La start-up DroidUp présente Moya dans la Zhangjiang Robotics Valley de Shanghai. Ce robot mesure 1,65 mètre et pèse seulement 32 kilogrammes. Son apparence féminine et ses expressions faciales déroutantes attirent tous les regards lors des conférences. L’ambition de son créateur, Li Qingdu, est de créer une machine presque indiscernable de l’homme. Moya mise sur la ressemblance physique et l’interaction conviviale plutôt que sur la force brute. Le pari technologique repose donc sur une relation prolongée et naturelle avec l’utilisateur.
Une peau thermique pour briser la froideur
Une structure interne inspirée du vivant
L’innovation majeure de Moya repose sur sa température corporelle régulée entre 32 et 36 °C. Contrairement aux robots métalliques classiques, son enveloppe synthétique offre ainsi une sensation tiède au toucher. Li Qingdu affirme qu’un robot véritablement chaleureux et vivant doit servir la vie humaine. Cette approche sensorielle change radicalement la perception de la machine par l’utilisateur.
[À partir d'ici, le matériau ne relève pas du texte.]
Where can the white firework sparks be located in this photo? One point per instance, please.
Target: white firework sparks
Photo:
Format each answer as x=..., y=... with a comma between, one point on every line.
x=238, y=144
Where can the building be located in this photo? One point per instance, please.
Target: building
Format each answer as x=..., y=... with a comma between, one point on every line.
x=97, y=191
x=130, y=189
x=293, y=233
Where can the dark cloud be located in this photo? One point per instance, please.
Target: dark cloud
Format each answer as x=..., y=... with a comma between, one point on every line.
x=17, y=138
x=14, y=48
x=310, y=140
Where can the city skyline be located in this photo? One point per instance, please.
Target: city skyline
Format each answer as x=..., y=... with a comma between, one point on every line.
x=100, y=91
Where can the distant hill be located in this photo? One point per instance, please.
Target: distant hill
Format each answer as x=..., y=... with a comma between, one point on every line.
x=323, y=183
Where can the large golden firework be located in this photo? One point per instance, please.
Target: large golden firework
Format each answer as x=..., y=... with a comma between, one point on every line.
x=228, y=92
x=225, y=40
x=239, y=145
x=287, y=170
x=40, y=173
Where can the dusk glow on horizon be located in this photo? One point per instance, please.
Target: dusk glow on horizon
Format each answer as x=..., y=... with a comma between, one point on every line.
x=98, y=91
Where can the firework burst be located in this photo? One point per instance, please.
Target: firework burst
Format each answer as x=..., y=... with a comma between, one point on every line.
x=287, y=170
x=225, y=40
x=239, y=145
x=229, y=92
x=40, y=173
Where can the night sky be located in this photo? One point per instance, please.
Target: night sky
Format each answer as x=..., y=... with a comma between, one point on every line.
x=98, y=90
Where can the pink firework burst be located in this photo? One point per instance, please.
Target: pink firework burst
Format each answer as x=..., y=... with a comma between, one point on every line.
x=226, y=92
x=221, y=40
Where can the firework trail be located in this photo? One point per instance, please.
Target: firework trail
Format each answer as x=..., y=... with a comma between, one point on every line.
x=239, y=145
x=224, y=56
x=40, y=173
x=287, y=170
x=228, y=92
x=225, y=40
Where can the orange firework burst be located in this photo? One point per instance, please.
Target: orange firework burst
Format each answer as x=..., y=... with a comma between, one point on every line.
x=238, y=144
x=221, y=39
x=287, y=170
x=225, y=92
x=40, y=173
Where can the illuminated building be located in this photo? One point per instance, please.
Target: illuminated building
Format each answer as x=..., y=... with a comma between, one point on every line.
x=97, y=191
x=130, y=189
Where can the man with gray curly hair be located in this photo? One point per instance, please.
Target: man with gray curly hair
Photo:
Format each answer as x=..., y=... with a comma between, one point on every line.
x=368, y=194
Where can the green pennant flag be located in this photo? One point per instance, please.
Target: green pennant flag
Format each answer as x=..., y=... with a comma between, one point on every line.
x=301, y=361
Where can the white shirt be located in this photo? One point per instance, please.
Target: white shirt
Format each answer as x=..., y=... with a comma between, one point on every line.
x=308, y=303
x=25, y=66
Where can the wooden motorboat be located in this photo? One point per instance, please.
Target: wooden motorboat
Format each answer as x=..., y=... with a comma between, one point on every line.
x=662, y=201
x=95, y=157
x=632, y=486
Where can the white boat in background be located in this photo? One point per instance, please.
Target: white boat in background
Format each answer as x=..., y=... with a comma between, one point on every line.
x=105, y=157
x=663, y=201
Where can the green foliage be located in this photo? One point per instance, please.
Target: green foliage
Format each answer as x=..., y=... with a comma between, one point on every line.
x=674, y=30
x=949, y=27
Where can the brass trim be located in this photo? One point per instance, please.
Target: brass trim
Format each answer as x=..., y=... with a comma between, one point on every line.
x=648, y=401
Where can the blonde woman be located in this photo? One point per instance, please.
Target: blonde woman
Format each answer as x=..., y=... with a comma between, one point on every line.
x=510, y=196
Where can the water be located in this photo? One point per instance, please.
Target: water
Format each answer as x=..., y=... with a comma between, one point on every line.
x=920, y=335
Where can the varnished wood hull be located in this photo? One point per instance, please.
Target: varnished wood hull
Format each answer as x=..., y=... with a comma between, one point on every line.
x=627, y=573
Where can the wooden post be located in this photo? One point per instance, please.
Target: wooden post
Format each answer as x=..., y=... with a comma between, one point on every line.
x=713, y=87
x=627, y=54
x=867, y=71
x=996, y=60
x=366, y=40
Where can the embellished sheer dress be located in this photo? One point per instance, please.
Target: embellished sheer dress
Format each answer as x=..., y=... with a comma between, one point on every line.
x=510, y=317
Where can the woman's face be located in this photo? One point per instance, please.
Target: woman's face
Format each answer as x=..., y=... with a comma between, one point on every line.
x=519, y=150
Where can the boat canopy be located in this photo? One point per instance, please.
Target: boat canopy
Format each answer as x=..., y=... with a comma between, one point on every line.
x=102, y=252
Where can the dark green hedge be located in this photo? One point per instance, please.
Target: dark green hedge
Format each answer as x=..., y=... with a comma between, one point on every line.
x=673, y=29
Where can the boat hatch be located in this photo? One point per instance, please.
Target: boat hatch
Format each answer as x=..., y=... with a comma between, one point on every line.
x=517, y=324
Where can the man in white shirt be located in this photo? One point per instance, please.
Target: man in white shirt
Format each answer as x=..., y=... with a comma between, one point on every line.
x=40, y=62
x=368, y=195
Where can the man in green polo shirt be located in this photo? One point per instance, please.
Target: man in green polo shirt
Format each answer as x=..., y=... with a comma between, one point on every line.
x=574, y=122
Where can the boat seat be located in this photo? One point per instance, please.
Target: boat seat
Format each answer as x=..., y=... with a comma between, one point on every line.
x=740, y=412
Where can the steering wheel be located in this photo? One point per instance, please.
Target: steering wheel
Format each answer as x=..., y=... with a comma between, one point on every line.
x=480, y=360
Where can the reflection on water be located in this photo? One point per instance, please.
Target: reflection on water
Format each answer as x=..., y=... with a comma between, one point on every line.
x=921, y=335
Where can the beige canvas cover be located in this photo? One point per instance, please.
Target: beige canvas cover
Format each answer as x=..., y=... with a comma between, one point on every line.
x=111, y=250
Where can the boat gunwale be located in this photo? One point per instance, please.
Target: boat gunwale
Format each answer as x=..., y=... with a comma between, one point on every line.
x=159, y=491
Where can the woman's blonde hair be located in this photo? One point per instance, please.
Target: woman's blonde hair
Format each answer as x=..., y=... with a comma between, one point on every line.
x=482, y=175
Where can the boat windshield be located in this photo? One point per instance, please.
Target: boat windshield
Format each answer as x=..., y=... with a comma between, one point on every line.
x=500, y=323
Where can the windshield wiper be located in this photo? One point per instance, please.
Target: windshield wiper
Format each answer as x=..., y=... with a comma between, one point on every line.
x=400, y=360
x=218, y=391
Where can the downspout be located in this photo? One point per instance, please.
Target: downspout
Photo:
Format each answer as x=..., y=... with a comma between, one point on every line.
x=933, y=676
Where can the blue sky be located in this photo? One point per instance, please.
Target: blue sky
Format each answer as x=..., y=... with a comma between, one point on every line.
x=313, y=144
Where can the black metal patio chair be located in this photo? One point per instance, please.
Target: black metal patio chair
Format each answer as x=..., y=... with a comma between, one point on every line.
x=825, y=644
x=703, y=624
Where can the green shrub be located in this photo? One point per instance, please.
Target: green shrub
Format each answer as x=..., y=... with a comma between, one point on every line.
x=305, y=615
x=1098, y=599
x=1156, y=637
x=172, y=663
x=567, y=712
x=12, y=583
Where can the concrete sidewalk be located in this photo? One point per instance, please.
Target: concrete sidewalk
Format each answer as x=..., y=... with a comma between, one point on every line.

Sous sa peau, Moya cache une structure imitant muscles et tissus adipeux complexes. Les chercheurs ont d’ailleurs conçu une structure biomimétique avec cage thoracique pour parfaire l’illusion. Cette conception est le fruit de vingt ans de recherche universitaire intense. Elle permet ainsi de créer un lien sensoriel inédit avec les êtres vivants.
Des micro-expressions faciales gérées par l’IA
Des caméras dissimulées derrière ses yeux permettent au robot de soutenir votre regard. Moya peut sourire, acquiescer ou produire de fines micro-expressions faciales déroutantes très subtiles. L’intelligence artificielle embarquée tente alors de simuler une véritable présence consciente humaine. Ces signaux instinctifs aident ainsi à effacer la nature artificielle de la machine.
Le défi persistant du mouvement naturel
Éviter le piège de la vallée de l’étrange
La roboticienne Serena Ivaldi rappelle que ce phénomène s’appelle la vallée de l’étrange. Le design s’améliore toutefois grâce aux investissements massifs en mécatronique réalisés récemment en Chine. Les mouvements deviennent alors de plus en plus doux et proches du vivant. Néanmoins, nous sommes encore loin de la fluidité humaine totale en 2026.
Une filiation avec les pionniers japonais
Si l’apparence de Moya impressionne, sa marche imite l’humain à hauteur de 92 % seulement. Les vidéos actuelles révèlent encore une certaine rigidité et des cliquetis mécaniques audibles. Ce décalage entre l’aspect physique et le mouvement crée souvent un sentiment de rejet persistant. Il est effectivement difficile d’atteindre la fluidité biologique parfaite.
Moya s’inscrit dans une longue histoire d’androïdes utilisant des techniques cinématographiques réalistes. Le Japonais Hiroshi Ishiguro construisait déjà des androïdes en copie humaine dès les années 2000. DroidUp utilise ces bases pour améliorer la mécatronique de sa nouvelle création biomimétique. L’objectif reste de rendre la peau et le visage réalistes au possible.
Applications futures et enjeux éthiques majeurs
DroidUp annonce une commercialisation officielle de Moya pour la fin de l’année 2026. Le robot se destine aux secteurs de la santé et de l’éducation spécialisée. Son acceptation sociale dépendra toutefois des différences culturelles entre continents et pays. Certains publics sont en effet plus réceptifs que d’autres à l’hyperréalisme.
Serena Ivaldi exprime ses inquiétudes face à cette apparence féminine jugée très attractive. Elle craint notamment des dérives vers des usages sexuels ou inappropriés. Ces mauvais usages seraient contraires au bien-être de la société actuelle. Les efforts humains devraient ainsi se concentrer sur des problèmes bien plus importants.
La Bank of America prévoit 3 milliards d’humanoïdes en service d’ici 2060. Moya pourrait ainsi n’être que la première étape d’une révolution robotique massive. Les entreprises chinoises et japonaises continuent donc d’investir massivement dans cet hyperréalisme. L’avenir nous dira si l’humain acceptera ces machines tièdes dans son quotidien.